Na retrospectiva dos Lugones, intitulada Integral Jonathan Perel, o curta Los murales (2011), que registra vestígios nas paredes dos centros de detenção clandestinos El Olimpo e Automotores Orletti, o média-metragem El predio (2010), que enfoca num outro espaço sinistro, o da Escola de Mecânica da Marinha, hoje transformada em museu.
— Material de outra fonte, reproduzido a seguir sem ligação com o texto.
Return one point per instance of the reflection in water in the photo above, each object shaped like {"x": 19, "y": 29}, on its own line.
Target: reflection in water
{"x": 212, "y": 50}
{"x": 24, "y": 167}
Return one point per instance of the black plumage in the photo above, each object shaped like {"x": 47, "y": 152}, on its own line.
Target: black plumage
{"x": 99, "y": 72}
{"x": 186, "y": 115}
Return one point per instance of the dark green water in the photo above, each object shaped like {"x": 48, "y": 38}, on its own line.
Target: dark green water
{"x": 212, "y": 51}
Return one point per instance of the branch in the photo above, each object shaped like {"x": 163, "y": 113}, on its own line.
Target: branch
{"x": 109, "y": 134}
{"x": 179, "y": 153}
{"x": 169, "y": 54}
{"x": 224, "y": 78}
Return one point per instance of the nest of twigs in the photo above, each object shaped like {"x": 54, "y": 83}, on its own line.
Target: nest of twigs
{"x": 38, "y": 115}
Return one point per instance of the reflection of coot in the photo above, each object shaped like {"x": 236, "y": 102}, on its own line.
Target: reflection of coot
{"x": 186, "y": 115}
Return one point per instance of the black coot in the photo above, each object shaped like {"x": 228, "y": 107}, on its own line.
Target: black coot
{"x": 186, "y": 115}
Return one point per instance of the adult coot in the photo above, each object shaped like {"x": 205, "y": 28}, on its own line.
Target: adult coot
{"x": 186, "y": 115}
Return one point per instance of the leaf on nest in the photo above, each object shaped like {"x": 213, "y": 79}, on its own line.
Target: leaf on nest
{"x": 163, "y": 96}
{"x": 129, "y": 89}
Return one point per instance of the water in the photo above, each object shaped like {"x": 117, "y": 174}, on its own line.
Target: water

Também os longas-metragens Responsabilidade Corporativa (2020), apoiados no primeiro relatório feito pelo Estado argentino que sistematiza vinte e cinco casos onde há evidências da participação de diferentes empresas na repressão ilegal iniciada em 1976, e Toponímia (2015) , que narra a história de uma série de povoados tucumanos fundados especialmente pelo governo militar em meados dos anos 70 no âmbito do Operativo Independência, projeto que buscava eliminar os guerrilheiros (principalmente o ERP) que atuavam naquela área de o país. Perel argumenta: “São todos filmes com diferentes pontos de vista em torno de um mesmo tema, a memória, os processos de memória devem permanecer em permanente discussão, sempre abertos, sempre em construção. Quando se acredita que já se conseguiu contar a história e surge o monumento e o museu, fecha-se o sentido, vira-se a página. Sou contra porque o terreno da memória é pantanoso, está em constante redefinição”.